L’œil
de Galiléo
Soucieux de ne pas être dépendants du
système GPS développé par les américains,
les Européens ont lancé leur propre technologie de
localisation par satellite.
Il est capable de localiser n’importe qui sur
la planète. Il indique aux avions leur position, informe
les joggeurs sur la distance parcourue, repère les alpinistes
ou les bateaux en perdition, guide les militaires en territoire
ennemi, remet le conducteur perdu dans la bonne direction, facilite
le travail des cartographes. Ce système c’est le GPS,
ou Global Positioning System : un procédé de localisation
réalisé par vingt huit satellites en orbite autour
de la terre, gratuit (seuls les boîtiers récepteurs
sont payants) et fiable.
L’ennui c’est que ce système hautement
stratégique est géré par le ministère
américain de la Défense.
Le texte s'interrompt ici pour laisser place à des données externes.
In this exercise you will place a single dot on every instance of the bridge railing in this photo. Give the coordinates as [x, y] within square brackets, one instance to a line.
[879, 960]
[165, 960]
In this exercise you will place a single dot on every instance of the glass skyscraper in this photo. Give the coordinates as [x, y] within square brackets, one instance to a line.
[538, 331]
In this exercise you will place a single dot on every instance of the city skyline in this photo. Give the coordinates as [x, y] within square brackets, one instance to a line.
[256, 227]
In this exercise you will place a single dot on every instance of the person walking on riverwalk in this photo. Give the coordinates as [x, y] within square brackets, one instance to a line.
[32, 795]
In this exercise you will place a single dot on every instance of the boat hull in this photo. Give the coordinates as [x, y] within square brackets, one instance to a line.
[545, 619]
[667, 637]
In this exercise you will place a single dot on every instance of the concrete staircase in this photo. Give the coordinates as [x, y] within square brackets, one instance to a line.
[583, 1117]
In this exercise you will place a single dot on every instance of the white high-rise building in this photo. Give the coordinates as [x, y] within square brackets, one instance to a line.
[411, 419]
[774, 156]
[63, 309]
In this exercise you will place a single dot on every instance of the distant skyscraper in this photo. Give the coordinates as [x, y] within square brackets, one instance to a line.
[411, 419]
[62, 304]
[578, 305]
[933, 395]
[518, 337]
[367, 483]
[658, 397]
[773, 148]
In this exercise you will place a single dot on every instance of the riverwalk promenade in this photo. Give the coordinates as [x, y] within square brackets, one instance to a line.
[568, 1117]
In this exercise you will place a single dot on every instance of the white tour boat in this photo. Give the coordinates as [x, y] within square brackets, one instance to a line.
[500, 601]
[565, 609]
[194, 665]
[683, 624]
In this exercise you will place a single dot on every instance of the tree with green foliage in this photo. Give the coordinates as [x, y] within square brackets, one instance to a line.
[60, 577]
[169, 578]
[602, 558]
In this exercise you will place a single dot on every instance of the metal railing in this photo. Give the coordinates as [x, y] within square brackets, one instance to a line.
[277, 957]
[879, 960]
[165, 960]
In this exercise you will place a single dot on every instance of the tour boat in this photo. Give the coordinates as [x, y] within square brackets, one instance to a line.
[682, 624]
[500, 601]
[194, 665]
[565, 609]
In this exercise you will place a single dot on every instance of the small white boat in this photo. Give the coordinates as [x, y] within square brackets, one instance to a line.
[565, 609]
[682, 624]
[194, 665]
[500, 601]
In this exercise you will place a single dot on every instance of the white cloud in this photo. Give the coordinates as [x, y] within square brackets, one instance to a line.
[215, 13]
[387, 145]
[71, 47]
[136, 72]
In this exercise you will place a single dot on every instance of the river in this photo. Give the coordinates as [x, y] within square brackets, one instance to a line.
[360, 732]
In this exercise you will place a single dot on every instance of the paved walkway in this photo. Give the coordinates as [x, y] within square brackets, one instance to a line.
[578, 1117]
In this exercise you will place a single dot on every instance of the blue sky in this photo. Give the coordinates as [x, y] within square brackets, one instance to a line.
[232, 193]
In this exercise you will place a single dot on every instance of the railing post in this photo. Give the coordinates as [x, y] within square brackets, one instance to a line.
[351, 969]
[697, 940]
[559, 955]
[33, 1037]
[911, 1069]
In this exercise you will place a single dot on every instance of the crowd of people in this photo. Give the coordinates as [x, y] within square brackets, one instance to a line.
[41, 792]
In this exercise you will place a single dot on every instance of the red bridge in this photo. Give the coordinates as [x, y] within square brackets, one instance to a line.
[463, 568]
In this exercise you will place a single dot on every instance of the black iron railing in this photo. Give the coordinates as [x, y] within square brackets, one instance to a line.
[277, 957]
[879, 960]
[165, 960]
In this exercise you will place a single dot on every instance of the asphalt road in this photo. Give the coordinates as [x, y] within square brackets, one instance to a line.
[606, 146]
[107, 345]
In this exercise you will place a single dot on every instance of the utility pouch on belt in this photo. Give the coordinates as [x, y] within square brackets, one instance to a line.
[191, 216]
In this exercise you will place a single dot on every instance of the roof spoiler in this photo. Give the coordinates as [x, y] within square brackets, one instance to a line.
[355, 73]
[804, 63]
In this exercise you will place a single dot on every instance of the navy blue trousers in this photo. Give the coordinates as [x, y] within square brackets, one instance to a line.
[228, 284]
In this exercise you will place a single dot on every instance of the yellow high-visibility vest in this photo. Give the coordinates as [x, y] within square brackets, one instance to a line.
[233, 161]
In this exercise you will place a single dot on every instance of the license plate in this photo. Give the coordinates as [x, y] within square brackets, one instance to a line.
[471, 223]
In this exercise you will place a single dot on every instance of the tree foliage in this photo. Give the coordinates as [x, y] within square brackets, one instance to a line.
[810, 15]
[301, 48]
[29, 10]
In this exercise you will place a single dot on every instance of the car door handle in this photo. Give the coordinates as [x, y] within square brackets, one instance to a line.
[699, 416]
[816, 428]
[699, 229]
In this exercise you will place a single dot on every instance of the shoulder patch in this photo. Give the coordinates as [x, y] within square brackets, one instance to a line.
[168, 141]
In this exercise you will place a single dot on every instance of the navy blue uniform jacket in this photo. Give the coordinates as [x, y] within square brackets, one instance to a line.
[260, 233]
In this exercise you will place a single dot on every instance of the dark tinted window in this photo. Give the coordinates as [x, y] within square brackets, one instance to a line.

Destiné uniquement
aux militaires à l’origine, il s’est très
rapidement ouvert aux applications civiles. Ce monopole chagrine
les européens qui n’aiment pas se sentir dépendants
des américains. D’autant que les applications du GPS
touchent un nombre croissant de secteurs qui, économiquement,
humainement et diplomatiquement, sont sensibles. La moindre défaillance
de ce système pourrait avoir de graves conséquences.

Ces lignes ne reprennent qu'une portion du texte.